If this is the case, then new data from the server is not transmitted until either a full packet (i.e. 1.5k of data) is available, or the previous packet is acknowledged (as per the description in rfc896, quoted above). But, with delayed ack at the client, this previous packet acknowledgement is sent ~170ms later than it could be, so new data from the server is delayed for another ~170ms i.e. it is delayed by up to 'network latency from server to client and back' + 170ms. For oceanic people that's ~250ms + 170ms i.e. ~ 420ms. Rather than just 250ms. So 'client action' to 'response from server arrives at client' is between 250ms and 670ms.
And that's where the latency comes from. And that's why lowerping works better. Their network latency from server to client and back is much lower (because, so far as the server is concerned, the client is in the US), and so data is queued up at the server for much less time.
So this:
|
* Reduced network latency by disabling the Nagle algorithm.
|
from the 2.3.2 patch notes appears to have been done on the client. It appears not to have been done on the server. (If it had been done on the server, removing delayed acks would not make *any* change to observed in-game latency. They still do. QED.)
The obvious solution is then that Blizzard should disable Nagle on their servers. However, I should point out that this could have serious negative impacts.

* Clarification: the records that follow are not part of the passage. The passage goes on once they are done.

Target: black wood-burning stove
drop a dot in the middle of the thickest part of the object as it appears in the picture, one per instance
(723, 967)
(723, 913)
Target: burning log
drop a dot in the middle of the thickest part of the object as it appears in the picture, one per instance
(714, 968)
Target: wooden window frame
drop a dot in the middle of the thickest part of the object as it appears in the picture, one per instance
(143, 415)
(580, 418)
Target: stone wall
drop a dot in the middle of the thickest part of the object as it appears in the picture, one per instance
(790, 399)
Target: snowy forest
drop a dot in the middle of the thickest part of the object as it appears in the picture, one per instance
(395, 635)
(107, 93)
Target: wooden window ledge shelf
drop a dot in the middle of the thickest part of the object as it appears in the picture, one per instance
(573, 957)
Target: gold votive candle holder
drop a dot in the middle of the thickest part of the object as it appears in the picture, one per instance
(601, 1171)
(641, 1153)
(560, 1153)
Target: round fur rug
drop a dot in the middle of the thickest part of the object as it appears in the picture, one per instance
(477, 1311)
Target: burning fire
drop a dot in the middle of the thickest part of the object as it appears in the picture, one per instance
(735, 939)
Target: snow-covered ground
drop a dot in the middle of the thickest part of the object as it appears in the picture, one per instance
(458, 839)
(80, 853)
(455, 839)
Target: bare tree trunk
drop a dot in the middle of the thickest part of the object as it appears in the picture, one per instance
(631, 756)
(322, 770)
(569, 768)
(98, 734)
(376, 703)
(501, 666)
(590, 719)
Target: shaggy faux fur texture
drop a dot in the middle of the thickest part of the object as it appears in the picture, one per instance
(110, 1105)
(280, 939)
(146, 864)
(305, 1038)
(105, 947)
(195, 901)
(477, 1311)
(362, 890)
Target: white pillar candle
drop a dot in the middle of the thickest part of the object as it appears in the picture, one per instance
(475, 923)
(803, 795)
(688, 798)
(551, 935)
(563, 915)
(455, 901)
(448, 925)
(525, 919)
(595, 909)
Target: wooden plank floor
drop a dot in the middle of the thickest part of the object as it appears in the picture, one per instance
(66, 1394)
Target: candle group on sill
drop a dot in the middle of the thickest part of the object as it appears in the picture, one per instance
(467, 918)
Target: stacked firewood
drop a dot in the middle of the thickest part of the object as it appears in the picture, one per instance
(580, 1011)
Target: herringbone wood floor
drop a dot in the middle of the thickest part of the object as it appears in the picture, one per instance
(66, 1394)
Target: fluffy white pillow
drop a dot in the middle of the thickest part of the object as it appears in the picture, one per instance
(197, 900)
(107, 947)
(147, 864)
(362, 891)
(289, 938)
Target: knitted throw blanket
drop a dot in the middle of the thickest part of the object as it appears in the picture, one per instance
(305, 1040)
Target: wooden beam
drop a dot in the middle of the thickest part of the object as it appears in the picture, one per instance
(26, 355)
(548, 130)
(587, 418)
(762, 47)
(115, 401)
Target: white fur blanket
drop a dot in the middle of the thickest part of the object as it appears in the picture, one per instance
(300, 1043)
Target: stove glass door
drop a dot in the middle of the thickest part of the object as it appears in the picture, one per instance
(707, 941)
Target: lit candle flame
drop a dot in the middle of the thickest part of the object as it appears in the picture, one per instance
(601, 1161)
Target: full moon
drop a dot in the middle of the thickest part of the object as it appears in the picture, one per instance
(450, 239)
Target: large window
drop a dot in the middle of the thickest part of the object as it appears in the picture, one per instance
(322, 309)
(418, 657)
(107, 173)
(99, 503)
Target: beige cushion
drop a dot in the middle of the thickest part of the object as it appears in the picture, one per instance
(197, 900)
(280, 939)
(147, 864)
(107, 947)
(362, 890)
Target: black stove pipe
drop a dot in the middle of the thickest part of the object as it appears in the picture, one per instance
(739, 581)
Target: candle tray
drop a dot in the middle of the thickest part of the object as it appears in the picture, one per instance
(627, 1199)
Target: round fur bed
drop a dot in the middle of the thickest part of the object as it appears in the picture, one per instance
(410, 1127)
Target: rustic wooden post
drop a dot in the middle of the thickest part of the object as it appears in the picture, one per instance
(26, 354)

(a) The amount of bandwidth Blizzard uses would increase. That's because they'd be sending more packets to us. While the amount of server -> client data would remain the same, the overhead of packet headers would increase. And with many small packets, the packet header overhead predominates bandwidth consumption.
(b) The amount of bandwidth your client requires would also increase. For the same reason, more packets being sent to your client implies more bandwidth you need. And this would imply the 'Razorgore client disconnect syndrome' (in which the server sends more data to your client than your connection can handle, leading the server to believe that your client has timed out, and so disconnect you) would become more likely to happen. Especially if you're still on dialup.
So, I don't know.
PS. This is a reasonably well-known problem with delayed ack + Nagle. It's mentioned (in not quite so many words) in the wikipedia article for Nagle's algorithm, for instance...
PPS. I'll probably be posting this on the official forums once I find somewhere that it won't immediately disappear into the morass. Or unless someone here finds where I've been incredibly stupid, and I'm entirely wrong about what's going on. (It's happened before.)